Course Code – CSA0449
Course Name – Operating Systems for Gaming
Technologies
Faculty Name: Dr R A KARTHIKA
HIGHER ORDER ASSIGNMENT
BY
CHANIKYA.M(192311193)
Designing a Custom Linker for a New Programming
Language
Overview
A custom linker is essential for managing both static and dynamic linking of libraries in a new
programming language.
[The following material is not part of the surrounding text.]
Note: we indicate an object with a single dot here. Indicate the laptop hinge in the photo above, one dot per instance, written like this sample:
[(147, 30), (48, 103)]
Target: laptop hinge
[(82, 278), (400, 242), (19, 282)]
This document outlines the design, implementation details, optimization
strategies, and testing framework for such a linker.
The linker’s primary responsibilities include:
• Resolving symbols across object files and libraries.
• Adjusting memory addresses for program execution.
• Handling dependencies between static and dynamic libraries.
• Ensuring security and performance in the linking process.
1. Symbol Resolution and Relocation
1.1 Symbol Resolution
Symbol resolution is the process of matching symbol references in object files to their corresponding
definitions. The linker performs the following steps:
1. Symbol Table Construction:
o Parses all input object files and libraries to build a global symbol table.
o Entries include symbol names, their types (e.g., function, variable), and locations
(object file, library, or memory address).
2. Definition Matching:
o Undefined symbols in the symbol table are matched to their definitions.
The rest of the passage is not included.